Chapter 35:
Five – Juho’s Haunting
That day in the greenhouse refused to end - Moth wondered if days in the marches were longer than in Hiren. When she finally laid on her pillow, she fell instantly into a deep, dreamless sleep.
By the time she woke up the next morning, the hazy sun was well over the horizon.
Moth yawned and shambled from her room. She went onto the creaking wood landing and down the steps to reach the pump just outside the gatehouse.
When she re-entered the gatehouse with a pail of water, she saw two journals sitting on the table with a crisp white note from Agate.
Moth grabbed up the note, which read: ‘Thank you for your patience. When you are done with the journals, please return them to the library.’
Moth tucked the journals under her arm and ran up to the bedroom. After she had used some of the icy cold water to wash up, and some of it to boil on her stove, she sat on her bed by the light of her window and began thumbing through Juho’s journals.
She couldn’t remember the last time she had been so excited to read, and she took the oldest journal from Juho and flipped it open. She was too enthusiastic, and several loose pieces of paper fluttered out that he had slipped between the pages. Moth wasn’t sure which area they slotted back into, so she stacked them neatly to the side and started reading through the journal.
Hellish state the greenhouse was in. Not for neglect, but the previous gardener, some fool named Jaakko, seemed to be determined to let the whole place fall apart. First order; start from scratch and uproot all his hybrids.
Moth turned to the other journals. There were no gardener journals from a man named Jaakko.
She resumed with Juho’s journal. It was full of helpful information on how he managed to keep the ivy out of the greenhouse, if some of its berries managed to get in and seed, and how to contain the hideous overgrowth of it.
I was informed the ivy was not indigenous, which explains it overtaking this whole place. I’ve asked to burn all of it up but have received a resounding ‘no’ from Hagate, who blathered on about loose fire and Correb.
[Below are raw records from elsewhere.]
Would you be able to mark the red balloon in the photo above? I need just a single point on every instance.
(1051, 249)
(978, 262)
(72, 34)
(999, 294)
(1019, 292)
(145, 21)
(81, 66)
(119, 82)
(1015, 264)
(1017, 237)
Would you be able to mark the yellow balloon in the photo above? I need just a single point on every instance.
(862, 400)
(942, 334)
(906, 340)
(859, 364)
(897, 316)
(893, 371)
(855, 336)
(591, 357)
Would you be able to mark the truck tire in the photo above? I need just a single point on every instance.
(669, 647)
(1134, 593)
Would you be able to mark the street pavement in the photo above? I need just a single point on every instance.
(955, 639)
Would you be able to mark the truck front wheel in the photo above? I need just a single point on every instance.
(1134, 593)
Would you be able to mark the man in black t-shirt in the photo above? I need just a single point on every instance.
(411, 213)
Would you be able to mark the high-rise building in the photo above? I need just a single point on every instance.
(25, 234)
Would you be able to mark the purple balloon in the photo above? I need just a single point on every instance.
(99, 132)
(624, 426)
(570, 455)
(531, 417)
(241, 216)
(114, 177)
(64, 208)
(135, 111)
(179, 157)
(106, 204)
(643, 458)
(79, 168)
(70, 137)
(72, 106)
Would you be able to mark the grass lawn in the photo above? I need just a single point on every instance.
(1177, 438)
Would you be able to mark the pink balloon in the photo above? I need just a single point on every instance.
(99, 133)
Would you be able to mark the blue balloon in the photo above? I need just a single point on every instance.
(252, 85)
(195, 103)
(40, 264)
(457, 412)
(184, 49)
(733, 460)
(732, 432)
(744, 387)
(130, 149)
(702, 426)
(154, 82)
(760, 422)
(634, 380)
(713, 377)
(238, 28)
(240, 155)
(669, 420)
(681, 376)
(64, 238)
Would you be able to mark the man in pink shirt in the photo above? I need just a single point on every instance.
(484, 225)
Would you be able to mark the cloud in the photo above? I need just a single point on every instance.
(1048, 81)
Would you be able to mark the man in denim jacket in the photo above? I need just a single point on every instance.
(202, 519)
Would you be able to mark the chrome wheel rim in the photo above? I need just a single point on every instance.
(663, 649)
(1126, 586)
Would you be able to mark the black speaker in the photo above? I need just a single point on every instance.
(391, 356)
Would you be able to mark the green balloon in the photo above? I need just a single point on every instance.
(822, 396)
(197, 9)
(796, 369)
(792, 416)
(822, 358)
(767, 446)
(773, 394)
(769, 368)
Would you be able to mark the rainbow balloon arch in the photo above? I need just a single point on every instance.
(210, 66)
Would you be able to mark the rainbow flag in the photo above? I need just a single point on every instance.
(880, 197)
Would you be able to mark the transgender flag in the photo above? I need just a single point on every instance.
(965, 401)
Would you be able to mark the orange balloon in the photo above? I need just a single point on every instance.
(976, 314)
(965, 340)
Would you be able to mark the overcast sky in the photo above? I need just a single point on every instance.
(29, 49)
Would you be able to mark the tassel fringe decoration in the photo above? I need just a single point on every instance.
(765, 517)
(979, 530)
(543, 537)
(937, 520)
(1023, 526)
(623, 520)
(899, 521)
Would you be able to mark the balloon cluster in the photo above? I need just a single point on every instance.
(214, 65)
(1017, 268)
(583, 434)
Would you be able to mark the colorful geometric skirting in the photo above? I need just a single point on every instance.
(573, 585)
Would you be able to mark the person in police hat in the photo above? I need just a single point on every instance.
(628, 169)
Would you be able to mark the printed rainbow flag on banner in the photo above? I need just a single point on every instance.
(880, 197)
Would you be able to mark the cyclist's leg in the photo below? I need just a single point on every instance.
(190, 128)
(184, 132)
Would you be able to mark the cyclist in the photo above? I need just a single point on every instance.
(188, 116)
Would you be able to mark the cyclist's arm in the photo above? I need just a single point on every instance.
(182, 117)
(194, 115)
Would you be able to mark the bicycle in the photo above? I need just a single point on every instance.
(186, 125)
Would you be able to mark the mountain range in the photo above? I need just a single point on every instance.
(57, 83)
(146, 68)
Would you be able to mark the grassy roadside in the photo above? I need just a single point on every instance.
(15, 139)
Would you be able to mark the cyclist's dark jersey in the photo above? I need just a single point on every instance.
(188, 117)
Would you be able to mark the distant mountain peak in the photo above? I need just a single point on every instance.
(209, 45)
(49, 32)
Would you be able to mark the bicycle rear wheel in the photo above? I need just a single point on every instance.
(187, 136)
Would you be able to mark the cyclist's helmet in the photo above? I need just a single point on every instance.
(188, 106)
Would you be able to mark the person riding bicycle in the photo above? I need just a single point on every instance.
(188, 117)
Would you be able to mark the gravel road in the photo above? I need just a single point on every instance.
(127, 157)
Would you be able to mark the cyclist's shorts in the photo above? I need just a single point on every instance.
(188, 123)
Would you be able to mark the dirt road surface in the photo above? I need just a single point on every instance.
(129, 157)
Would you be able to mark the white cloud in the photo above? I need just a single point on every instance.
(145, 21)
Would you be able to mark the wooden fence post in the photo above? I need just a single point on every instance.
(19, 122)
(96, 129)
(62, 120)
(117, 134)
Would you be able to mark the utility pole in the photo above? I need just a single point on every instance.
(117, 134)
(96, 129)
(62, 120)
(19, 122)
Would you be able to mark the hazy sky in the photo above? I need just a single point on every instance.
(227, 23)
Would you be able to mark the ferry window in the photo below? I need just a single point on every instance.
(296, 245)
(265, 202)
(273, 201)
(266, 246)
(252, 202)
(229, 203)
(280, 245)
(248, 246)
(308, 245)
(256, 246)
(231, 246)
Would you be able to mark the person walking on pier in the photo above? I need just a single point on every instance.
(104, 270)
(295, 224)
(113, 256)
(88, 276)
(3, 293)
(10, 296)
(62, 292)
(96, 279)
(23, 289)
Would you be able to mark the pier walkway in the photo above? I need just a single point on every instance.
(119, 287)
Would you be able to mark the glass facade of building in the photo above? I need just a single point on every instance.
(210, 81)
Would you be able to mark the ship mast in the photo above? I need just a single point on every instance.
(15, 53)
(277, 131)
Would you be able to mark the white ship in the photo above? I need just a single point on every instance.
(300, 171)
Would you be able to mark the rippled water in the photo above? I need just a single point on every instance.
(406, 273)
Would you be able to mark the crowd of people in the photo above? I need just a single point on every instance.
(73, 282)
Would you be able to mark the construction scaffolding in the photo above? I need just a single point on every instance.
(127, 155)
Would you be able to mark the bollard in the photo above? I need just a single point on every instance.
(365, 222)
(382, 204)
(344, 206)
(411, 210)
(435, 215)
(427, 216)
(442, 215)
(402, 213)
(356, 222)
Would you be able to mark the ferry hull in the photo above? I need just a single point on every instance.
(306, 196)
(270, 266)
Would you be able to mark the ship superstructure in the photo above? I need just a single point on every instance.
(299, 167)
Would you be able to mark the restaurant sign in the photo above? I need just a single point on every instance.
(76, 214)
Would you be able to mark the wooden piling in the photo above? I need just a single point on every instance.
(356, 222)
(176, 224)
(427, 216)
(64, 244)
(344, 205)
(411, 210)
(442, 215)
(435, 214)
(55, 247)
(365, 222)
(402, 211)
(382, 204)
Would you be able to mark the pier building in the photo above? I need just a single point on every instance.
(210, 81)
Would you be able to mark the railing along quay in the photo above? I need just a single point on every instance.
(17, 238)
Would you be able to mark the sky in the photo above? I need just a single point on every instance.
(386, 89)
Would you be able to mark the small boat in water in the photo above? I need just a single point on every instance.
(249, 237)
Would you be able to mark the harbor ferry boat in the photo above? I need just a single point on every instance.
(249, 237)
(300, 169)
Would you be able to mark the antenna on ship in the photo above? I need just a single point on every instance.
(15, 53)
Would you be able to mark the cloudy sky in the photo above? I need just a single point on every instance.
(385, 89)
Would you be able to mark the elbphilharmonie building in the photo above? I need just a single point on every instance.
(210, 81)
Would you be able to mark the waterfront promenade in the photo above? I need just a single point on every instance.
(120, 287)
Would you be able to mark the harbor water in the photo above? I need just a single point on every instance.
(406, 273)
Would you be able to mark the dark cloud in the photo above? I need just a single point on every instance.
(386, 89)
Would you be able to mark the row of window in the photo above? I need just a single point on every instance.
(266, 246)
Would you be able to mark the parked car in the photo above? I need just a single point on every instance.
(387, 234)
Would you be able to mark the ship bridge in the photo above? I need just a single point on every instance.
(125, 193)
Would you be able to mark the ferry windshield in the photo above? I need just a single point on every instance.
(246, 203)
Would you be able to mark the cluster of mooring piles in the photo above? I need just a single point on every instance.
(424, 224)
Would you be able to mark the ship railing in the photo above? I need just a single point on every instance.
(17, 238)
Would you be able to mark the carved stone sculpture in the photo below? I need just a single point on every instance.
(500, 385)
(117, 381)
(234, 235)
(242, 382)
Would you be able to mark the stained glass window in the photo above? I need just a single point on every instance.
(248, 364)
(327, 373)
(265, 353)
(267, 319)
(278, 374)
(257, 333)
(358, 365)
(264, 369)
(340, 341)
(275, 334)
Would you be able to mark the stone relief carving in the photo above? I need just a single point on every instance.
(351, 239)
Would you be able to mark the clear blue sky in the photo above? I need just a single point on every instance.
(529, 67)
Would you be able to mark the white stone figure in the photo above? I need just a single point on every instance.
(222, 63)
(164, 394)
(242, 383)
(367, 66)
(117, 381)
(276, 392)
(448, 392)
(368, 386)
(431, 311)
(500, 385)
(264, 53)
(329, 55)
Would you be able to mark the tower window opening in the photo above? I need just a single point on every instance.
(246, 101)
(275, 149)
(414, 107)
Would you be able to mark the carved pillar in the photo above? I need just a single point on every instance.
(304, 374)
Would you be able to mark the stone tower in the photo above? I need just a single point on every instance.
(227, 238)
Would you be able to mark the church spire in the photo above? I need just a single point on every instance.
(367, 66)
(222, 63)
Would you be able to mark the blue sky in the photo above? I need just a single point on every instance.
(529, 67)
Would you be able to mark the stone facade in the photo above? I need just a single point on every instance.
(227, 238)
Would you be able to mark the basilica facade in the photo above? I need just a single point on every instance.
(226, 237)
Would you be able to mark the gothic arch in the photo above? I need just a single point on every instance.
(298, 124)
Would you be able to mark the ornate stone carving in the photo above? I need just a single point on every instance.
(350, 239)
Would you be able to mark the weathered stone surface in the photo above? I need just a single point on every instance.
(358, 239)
The more Moth read, the more she discovered how much Juho disliked Agate, referring to her as Hagate, or simply, Hag. The journals felt more private than they had before, and Moth wondered if Agate knew what Juho had wrote of her before she entered them into the library records.
She kept reading, and there was a point when she turned the page and the following sentences made no sense – she realized a section must had fallen out, and tried to match it with the dozen loose pages to see which fit into the writing.
The handwriting on the loose page was stiff, yet sloppy, and it must have been written in a hurry. Moth wondered if Juho had written it on a separate page elsewhere and taped it into his journal.